Here’s a bit from my secret project.

The first candidate disqualified himself within ten minutes of being shown into the little parlour off the entrance hall that Arial was using for these interviews.

The hint of condescension in his manner grated from the first. He won no points with his answer to her question about what he wanted from this marriage—her money to put into the businesses his father had mismanaged, so that he could sell them as going concerns and live a life of leisure like a gentleman should.

He topped his dismal performance by announcing that he would need to renegotiate some terms of her proposed marriage settlement, because woman were not clever enough to keep control over their own money, and was astounded and not a little annoyed when Arial thanked him for his time and told him she did not think they would suit.

The second was courteous and charming. His father, an earl, had shot himself after losing everything in a speculation, and he sought marriage to an heiress as a way of relieving his older brother of responsibility of providing for him and his three younger sisters. “Buck can bring the estates back to solvency if he has only himself to worry about,” he explained.

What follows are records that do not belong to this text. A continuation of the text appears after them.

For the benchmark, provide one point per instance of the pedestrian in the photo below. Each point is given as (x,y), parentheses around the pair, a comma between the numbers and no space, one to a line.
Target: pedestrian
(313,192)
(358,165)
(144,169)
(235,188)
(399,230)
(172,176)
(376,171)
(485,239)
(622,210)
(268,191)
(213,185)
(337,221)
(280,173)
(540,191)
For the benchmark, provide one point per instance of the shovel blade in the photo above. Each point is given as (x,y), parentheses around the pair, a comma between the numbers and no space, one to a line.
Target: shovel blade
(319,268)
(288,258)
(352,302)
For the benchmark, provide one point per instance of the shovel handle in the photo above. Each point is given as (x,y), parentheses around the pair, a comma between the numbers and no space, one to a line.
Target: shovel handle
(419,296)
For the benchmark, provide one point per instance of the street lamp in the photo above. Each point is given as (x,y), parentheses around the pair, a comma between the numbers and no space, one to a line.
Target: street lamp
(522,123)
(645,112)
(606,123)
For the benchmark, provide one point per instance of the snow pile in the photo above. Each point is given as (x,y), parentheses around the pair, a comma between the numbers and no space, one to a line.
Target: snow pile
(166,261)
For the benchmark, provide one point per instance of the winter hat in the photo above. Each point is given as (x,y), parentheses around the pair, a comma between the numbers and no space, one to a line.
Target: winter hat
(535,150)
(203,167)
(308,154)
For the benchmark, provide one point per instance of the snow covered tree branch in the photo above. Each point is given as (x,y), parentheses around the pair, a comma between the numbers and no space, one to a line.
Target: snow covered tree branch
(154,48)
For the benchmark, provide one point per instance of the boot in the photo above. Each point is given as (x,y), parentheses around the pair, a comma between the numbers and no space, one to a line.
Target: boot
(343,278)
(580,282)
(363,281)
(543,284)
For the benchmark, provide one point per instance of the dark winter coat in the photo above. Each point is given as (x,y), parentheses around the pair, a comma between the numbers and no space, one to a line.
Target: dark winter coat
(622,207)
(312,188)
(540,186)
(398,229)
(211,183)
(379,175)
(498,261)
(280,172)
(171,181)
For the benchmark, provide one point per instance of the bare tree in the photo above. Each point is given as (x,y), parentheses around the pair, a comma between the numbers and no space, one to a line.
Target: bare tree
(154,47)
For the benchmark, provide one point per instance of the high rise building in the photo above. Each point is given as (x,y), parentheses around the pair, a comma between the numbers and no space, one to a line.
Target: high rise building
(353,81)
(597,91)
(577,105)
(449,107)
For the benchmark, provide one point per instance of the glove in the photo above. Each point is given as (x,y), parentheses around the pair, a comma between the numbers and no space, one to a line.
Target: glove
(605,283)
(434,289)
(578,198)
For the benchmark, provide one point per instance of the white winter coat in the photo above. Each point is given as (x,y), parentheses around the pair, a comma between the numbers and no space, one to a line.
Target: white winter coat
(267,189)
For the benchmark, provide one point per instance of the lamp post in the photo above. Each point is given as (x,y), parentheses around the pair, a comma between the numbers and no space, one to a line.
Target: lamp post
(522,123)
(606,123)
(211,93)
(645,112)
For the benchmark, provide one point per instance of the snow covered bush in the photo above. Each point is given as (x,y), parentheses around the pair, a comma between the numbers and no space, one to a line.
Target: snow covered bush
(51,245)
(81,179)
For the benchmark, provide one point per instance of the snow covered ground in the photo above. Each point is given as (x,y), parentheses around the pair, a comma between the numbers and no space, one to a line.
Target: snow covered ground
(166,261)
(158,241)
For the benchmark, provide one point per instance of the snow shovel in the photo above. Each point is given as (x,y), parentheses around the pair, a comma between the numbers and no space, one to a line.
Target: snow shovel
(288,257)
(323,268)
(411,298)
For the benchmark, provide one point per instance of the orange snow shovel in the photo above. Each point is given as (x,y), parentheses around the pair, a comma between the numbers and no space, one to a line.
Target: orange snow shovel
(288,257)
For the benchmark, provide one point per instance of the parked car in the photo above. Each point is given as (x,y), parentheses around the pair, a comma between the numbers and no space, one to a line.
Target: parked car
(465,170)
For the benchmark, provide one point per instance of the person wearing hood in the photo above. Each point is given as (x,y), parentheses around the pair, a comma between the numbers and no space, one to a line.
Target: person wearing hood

That wasn’t quite what Arial was hoping for when she asked what he wanted from marrying her, but at least his answer was not entirely self-serving. She continued the interview. He would do, she thought. He had no complaint about the financial arrangements she was insisting upon. His comment on her continuing to manage her business and investment interests was that he couldn’t understand why she wanted to, but he had no intention of interfering with her life.

That was slightly disconcerting—surely a husband and wife should interfere at least a little with one another’s life? She had hoped for someone who would be in some sense, at least, a partner; perhaps a friend.

Which brought her to the vexed question of children. Or, to be more precise (though only in her own mind) to the consummation of the marriage.